From analyzing SMSs, utility & credit bill payments, social media profiles, e-commerce purchase patterns, mobile phone usage and behavioral patterns to evaluating educational and professional backgrounds of individual, algorithms today are directing almost all consumer technology. But algorithms built on an individual’s digital footprint are drastically revolutionizing the lending business. Wonder how?
We have come a long way from the days when people had to wait eagerly for months to get a loan sanctioned or borrow against collateral. The absence of a strong financial history made many financial institutions reluctant in approving their loans applications, be it for starting a new business or buying a property. When assessing potential borrowers, lenders historically focused on very limited types of data relating to their repayment capacities and credit histories. They witnessed a constant challenge in finding the right fit of consumer profiles and suffered at the hands of high turnaround time.
Such an inefficient and time-consuming market for financial products in India resulted in high rejection rates in the loan ecosystem. However, in recent years, the emergence of Big Data analytics and algorithms prompted many lenders to analyze non-traditional types of data that are not directly related to creditworthiness. Such data can be collected from a variety of sources like consumers’ search histories on the internet, online shopping patterns, social media activity and various other consumer-related inputs.
Today, startups in the lending space are promising improved customer experience, streamlined processes, competitive rates and instant loan approvals.

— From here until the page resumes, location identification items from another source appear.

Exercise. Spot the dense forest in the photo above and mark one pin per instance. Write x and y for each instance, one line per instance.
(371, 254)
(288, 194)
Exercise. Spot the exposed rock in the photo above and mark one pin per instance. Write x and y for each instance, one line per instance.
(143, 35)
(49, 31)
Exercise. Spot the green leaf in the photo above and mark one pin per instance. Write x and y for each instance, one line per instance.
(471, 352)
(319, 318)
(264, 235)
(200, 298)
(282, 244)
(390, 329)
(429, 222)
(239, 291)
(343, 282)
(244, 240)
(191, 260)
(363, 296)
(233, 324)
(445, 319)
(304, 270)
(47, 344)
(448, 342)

The software that is being used to revolutionize the lending industry depends on algorithms that apply artificial intelligence (AI), machine learning and other decision-making tools. When properly implemented, these algorithms increase the loan processing speed, reduce mistakes due to human error and minimize labor expenses in order to improve customer satisfaction rates. They also enable the lenders to swiftly tweak the approval criteria and respond to both the market conditions and customer needs in real time, creating wide-ranging benefits to both lenders and borrowers.
Lending to SMEs is considered yet another risky affair in India due to the dearth of credit scores and adequate data points. Traditional banking institutions use a few pre-defined data sets to estimate the financials of a business such as the balance sheets, bank statements as well as the loan repayment history of the business or its owner.
Other aspects that are gauged are CIBIL scores and collaterals provided for securing the loan. But new-age lending start-ups are emphasizing more on the unconventional records like mobile GPS data, which shows the locations visited by an applicant. This helps recognize whether the business owner regularly goes to the place of work. Use of novel methods like psychometric tests also helps in assessing the credit worthiness of applicants as it unveils the personality traits with a series of subtle questions that need not necessarily have the right answers but can reveal significant truths about the person’s entrepreneurial ability, zeal, drive and financial discipline.
Call this a major tech revolution where information from several spheres can be used to study customers and quickly decide whether to grant a loan or not. Such data can not only help the fintech companies in reducing the response time but also focus on more value addition and customer-related functions. This clearly indicates that by implementing “algorithm-enabling” technology, lending firms will not only enjoy the freedom of profoundly changing the value proposition for their customers but will also manage to catapult their business well ahead of their competitors.